3.5 MECHANISMS OF ASSISTANCE FOR GRADUATE EDUCATION
Research grants, whose primary purpose is to support research, exert a
powerful influence on the format of graduate education.
Table 3-1 provides an overview of the sources of graduate school support for
doctorate recipients by broad field in 1993. Master's-degree students are
mainly self-supporting (and often hold full-time jobs while studying), but most
PhD students offset the cost of graduate education with grants and other forms
of support from state and federal governments, industries, universities,
nonprofit groups, and others. The amount and kind of support vary widely by
field (see Appendix B, Table B-7).
In 1992, according to a survey of graduate departments, 41% of the 126,000
full-time graduate science and engineering students received their primary
support from their institutions, 31% provided most of their own funds
(including funds from federally guaranteed loans), and 20% depended primarily
on federal sources, primarily in the form of research assistantships, graduate
fellowships, and training-grant positions (Table 12 in NSF, 1994a). However,
federal support for students in the biological and physical sciences was higher
(34% and 36%, respectively). One-fourth of those with institutional support
received it in the form of research assistantships, half received teaching
assistantships, and the remaining one-fourth were supported by a mix of
fellowships, traineeships, and other forms of support.
The preceding discussion underestimates the importance of federal support,
especially to RAs, because they were measured at one time (1992). Typically,
graduate students depend on different sources of support in different phases of
graduate work--perhaps as teaching assistants (TAs) in the first 2 years and
then as RAs while doing dissertation research. By the time students receive
the doctorate, nearly two-thirds have been RAs and half TAs (see Figure 3-3).
The students reporting this information are not always sure of the ultimate
source of their RA funds, and the reported data do not distinguish between
federal and institutional RAs (Table A-5 in NRC, 1993). But we believe that
most RAs are supported by federal research grants and contracts.
Since the early 1970s, virtually all growth in federal support of scientists
and engineers in academe has been in the form of grants, contracts, and
cooperative agreements for R&D projects Figure 3-4).
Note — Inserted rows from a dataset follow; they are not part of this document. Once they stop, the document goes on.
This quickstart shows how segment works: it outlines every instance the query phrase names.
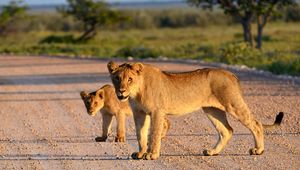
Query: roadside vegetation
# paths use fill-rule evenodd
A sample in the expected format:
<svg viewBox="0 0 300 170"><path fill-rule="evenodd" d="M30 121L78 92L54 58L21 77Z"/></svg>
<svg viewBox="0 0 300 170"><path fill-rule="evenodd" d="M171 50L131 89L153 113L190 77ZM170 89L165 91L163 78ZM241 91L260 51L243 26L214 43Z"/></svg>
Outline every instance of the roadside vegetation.
<svg viewBox="0 0 300 170"><path fill-rule="evenodd" d="M87 41L78 41L84 27L70 16L28 12L0 36L0 54L199 59L300 76L300 7L281 10L265 26L260 50L220 10L124 9L118 15L125 19L97 26Z"/></svg>

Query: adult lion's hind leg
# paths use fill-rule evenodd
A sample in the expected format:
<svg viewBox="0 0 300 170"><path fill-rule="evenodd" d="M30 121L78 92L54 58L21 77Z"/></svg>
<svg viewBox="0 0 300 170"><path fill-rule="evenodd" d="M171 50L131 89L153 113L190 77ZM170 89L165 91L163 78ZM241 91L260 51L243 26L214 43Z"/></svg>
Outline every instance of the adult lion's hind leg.
<svg viewBox="0 0 300 170"><path fill-rule="evenodd" d="M250 155L261 155L264 152L263 126L254 118L248 106L244 102L229 104L226 106L226 111L237 118L253 134L255 148L249 150Z"/></svg>
<svg viewBox="0 0 300 170"><path fill-rule="evenodd" d="M150 116L144 112L134 112L133 113L136 136L139 144L139 152L134 152L131 154L133 159L143 159L144 155L147 153L148 149L148 130L150 127Z"/></svg>
<svg viewBox="0 0 300 170"><path fill-rule="evenodd" d="M231 139L233 129L229 125L224 111L214 107L204 107L203 111L219 133L219 140L215 147L213 149L204 150L203 154L205 156L218 155Z"/></svg>

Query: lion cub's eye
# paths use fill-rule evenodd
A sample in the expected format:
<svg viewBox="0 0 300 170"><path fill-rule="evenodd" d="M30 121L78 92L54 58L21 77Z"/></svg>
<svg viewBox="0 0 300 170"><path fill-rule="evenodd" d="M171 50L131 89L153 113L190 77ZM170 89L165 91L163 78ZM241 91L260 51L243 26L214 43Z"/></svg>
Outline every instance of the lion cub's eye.
<svg viewBox="0 0 300 170"><path fill-rule="evenodd" d="M120 78L119 76L116 76L116 77L115 77L115 80L116 80L117 82L120 82L121 78Z"/></svg>
<svg viewBox="0 0 300 170"><path fill-rule="evenodd" d="M132 78L131 77L129 77L129 79L128 79L128 83L131 83L132 82Z"/></svg>

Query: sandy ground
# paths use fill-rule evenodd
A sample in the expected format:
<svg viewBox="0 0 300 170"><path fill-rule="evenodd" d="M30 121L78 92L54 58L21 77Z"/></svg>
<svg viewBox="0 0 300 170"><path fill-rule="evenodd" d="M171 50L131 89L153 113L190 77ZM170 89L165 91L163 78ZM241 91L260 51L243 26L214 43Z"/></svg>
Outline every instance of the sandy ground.
<svg viewBox="0 0 300 170"><path fill-rule="evenodd" d="M0 169L299 169L300 84L253 71L234 71L245 100L263 123L285 112L282 126L265 135L265 153L250 156L253 138L229 117L234 137L219 156L205 157L217 133L202 111L169 117L172 123L155 161L132 160L137 151L132 118L126 143L96 143L101 114L90 117L81 90L109 83L106 60L0 56ZM151 62L169 71L204 64ZM113 128L115 127L115 122ZM114 129L115 134L115 129Z"/></svg>

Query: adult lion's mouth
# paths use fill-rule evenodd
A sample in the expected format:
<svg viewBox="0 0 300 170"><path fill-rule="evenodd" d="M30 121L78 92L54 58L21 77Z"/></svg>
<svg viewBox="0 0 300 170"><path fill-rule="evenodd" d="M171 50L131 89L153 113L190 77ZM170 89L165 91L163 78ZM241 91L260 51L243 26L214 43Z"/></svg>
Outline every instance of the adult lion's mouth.
<svg viewBox="0 0 300 170"><path fill-rule="evenodd" d="M119 100L125 101L125 100L127 100L129 98L129 95L128 96L121 95L121 96L117 96L117 97L118 97Z"/></svg>

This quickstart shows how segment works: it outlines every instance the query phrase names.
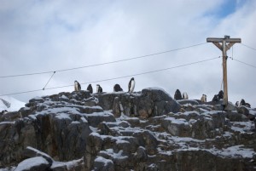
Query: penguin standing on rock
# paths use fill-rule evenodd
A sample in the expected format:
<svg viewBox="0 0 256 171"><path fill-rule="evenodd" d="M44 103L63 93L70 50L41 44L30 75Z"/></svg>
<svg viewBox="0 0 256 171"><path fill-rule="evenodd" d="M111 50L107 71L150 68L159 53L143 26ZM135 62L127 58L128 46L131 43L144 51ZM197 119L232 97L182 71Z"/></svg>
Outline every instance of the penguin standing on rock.
<svg viewBox="0 0 256 171"><path fill-rule="evenodd" d="M87 90L88 90L90 94L93 93L93 89L92 89L91 84L89 84L89 85L88 85Z"/></svg>
<svg viewBox="0 0 256 171"><path fill-rule="evenodd" d="M78 81L74 81L74 88L75 91L80 91L81 90L81 85Z"/></svg>
<svg viewBox="0 0 256 171"><path fill-rule="evenodd" d="M134 80L134 77L132 77L130 80L129 84L128 84L128 92L132 93L134 90L134 87L135 87L135 80Z"/></svg>
<svg viewBox="0 0 256 171"><path fill-rule="evenodd" d="M102 93L102 88L100 86L100 84L96 85L96 93Z"/></svg>
<svg viewBox="0 0 256 171"><path fill-rule="evenodd" d="M179 91L179 89L177 89L175 94L174 94L174 100L182 100L182 95L181 93Z"/></svg>
<svg viewBox="0 0 256 171"><path fill-rule="evenodd" d="M119 92L119 91L123 91L123 88L119 84L117 83L113 86L113 92Z"/></svg>

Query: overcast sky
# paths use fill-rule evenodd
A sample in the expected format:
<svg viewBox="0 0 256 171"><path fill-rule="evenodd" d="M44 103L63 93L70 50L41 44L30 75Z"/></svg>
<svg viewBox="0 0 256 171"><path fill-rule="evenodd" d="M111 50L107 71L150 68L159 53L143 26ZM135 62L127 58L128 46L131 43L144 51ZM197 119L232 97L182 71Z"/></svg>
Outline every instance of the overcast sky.
<svg viewBox="0 0 256 171"><path fill-rule="evenodd" d="M207 37L241 38L228 51L229 100L243 98L256 107L256 1L254 0L2 0L0 76L55 71L122 60L207 43ZM189 99L212 100L222 88L222 52L212 43L154 56L57 71L46 86L86 89L99 83L125 91L135 76L135 91L160 87L172 97L177 88ZM241 61L253 66L245 65ZM0 77L0 94L43 89L52 73ZM27 102L36 96L72 92L65 87L11 95Z"/></svg>

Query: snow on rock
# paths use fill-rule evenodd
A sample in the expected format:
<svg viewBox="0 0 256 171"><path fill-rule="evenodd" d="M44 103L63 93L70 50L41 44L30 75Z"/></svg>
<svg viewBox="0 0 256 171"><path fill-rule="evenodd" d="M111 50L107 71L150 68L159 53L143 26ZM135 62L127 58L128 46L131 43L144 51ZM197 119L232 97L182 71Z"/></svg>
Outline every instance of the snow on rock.
<svg viewBox="0 0 256 171"><path fill-rule="evenodd" d="M0 97L0 111L7 110L8 111L16 111L25 106L25 103L10 96Z"/></svg>
<svg viewBox="0 0 256 171"><path fill-rule="evenodd" d="M46 170L50 167L49 163L43 157L35 157L22 161L15 171Z"/></svg>
<svg viewBox="0 0 256 171"><path fill-rule="evenodd" d="M0 116L0 168L255 170L255 109L217 105L159 88L37 97Z"/></svg>

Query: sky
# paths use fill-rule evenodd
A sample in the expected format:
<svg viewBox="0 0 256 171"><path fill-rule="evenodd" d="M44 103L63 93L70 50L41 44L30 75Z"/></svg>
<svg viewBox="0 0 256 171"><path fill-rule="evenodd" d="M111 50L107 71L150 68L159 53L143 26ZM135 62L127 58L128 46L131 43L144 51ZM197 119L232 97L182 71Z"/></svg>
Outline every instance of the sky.
<svg viewBox="0 0 256 171"><path fill-rule="evenodd" d="M255 9L253 0L1 0L0 94L28 102L72 92L75 80L127 91L133 77L135 91L212 100L223 89L222 51L207 38L228 35L241 39L227 52L229 100L256 107Z"/></svg>

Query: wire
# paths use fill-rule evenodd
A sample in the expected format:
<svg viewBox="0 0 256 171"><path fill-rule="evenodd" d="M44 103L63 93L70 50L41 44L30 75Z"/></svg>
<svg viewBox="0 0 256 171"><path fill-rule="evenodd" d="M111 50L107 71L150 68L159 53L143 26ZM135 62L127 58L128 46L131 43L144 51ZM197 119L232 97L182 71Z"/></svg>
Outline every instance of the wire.
<svg viewBox="0 0 256 171"><path fill-rule="evenodd" d="M45 87L47 86L47 84L49 83L49 82L51 80L52 77L55 75L55 73L56 73L56 71L54 71L53 74L51 75L50 78L48 80L47 83L45 84L45 86L43 88L43 90L45 89Z"/></svg>
<svg viewBox="0 0 256 171"><path fill-rule="evenodd" d="M116 80L116 79L120 79L120 78L125 78L125 77L135 77L135 76L149 74L149 73L154 73L154 72L158 72L158 71L163 71L171 70L171 69L174 69L174 68L178 68L178 67L183 67L183 66L191 66L191 65L194 65L194 64L202 63L202 62L206 62L206 61L208 61L208 60L216 60L218 58L219 58L219 56L218 57L215 57L215 58L211 58L211 59L204 60L196 61L196 62L191 62L191 63L183 64L183 65L180 65L180 66L172 66L172 67L169 67L169 68L164 68L164 69L160 69L160 70L155 70L155 71L146 71L146 72L142 72L142 73L137 73L137 74L133 74L133 75L127 75L127 76L123 76L123 77L113 77L113 78L108 78L108 79L103 79L103 80L97 80L97 81L93 81L93 82L88 82L88 83L80 83L80 84L87 84L87 83L106 82L106 81ZM44 88L44 90L56 89L56 88L67 88L67 87L72 87L72 86L73 86L73 85L60 86L60 87L46 88ZM26 93L37 92L37 91L42 91L42 89L36 89L36 90L24 91L24 92L19 92L19 93L0 94L0 96L14 95L14 94L26 94Z"/></svg>
<svg viewBox="0 0 256 171"><path fill-rule="evenodd" d="M243 43L241 43L241 44L243 45L243 46L245 46L245 47L247 47L248 48L251 48L251 49L253 49L253 50L256 50L256 48L252 48L252 47L249 47L248 45L243 44Z"/></svg>
<svg viewBox="0 0 256 171"><path fill-rule="evenodd" d="M242 64L244 64L244 65L247 65L247 66L252 66L252 67L253 67L253 68L256 68L256 66L253 66L253 65L250 65L250 64L247 64L247 63L242 62L242 61L241 61L241 60L236 60L236 59L232 59L232 60L236 60L236 61L237 61L237 62L242 63Z"/></svg>
<svg viewBox="0 0 256 171"><path fill-rule="evenodd" d="M146 57L149 57L149 56L158 55L158 54L166 54L166 53L169 53L169 52L173 52L173 51L182 50L182 49L184 49L184 48L192 48L192 47L195 47L195 46L200 46L200 45L203 45L203 44L206 44L206 43L199 43L199 44L194 44L194 45L190 45L190 46L187 46L187 47L183 47L183 48L174 48L174 49L171 49L171 50L166 50L166 51L163 51L163 52L158 52L158 53L150 54L145 54L145 55L142 55L142 56L131 57L131 58L127 58L127 59L124 59L124 60L113 60L113 61L110 61L110 62L104 62L104 63L100 63L100 64L95 64L95 65L90 65L90 66L84 66L73 67L73 68L67 68L67 69L63 69L63 70L55 70L55 71L59 71L59 72L61 72L61 71L71 71L71 70L78 70L78 69L82 69L82 68L89 68L89 67L103 66L103 65L108 65L108 64L113 64L113 63L118 63L118 62L123 62L123 61L127 61L127 60L136 60L136 59L140 59L140 58L146 58ZM28 73L28 74L0 76L0 78L15 77L23 77L23 76L32 76L32 75L39 75L39 74L46 74L46 73L52 73L52 72L54 72L54 71L43 71L43 72L34 72L34 73Z"/></svg>

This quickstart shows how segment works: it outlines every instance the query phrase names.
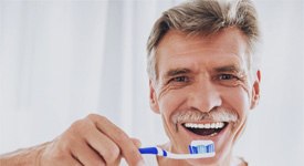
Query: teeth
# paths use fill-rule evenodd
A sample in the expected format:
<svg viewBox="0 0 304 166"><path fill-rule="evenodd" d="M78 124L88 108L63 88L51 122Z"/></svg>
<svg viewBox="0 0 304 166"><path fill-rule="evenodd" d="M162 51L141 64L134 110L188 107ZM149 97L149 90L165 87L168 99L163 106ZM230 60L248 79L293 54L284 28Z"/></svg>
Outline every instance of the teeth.
<svg viewBox="0 0 304 166"><path fill-rule="evenodd" d="M223 122L206 123L206 124L196 124L196 123L185 123L187 128L222 128L224 126Z"/></svg>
Federal fellowship and traineeship programs were cut back substantially in the
early 1970s. The research-assistantship mechanism began to grow in importance
as faculty used their research grants to support graduate students. Federal
support of graduate fellowships and traineeships fell steadily as a percentage
of overall federal funding Figure 3-5). As a result, the federal
government has supported graduate education for the last 2 decades primarily
through its support of faculty research projects, rather than direct support of
graduate students.
There are no clear guidelines for distributing the various types of federal
support. The research assistantship has become dominant, but not as a result
of an education policy. The number of PhDs produced now reflects more closely
the availability of research funds than the employment demand for PhDs. There
are several drawbacks to this dependence on research grants. One is that the
pressure to produce new research results extends to graduate students, who
easily gain the impression that hard, goal-oriented work on a specific project
is the most important aspect of graduate education. As already noted, PhD
students can become so involved in the work of the faculty investigators under
whose grants they conduct their dissertation research that little time is left
for independent exploration or other educational activities. Even the
best-intentioned professors might lack the time to impart a broad appreciation
of their discipline or to encourage their RAs to investigate the discipline
thoroughly or plan their careers. Efforts should continue to be made to make
this experience as profitable and broadening as possible so that graduate
scientists and engineers are prepared for all kinds of careers.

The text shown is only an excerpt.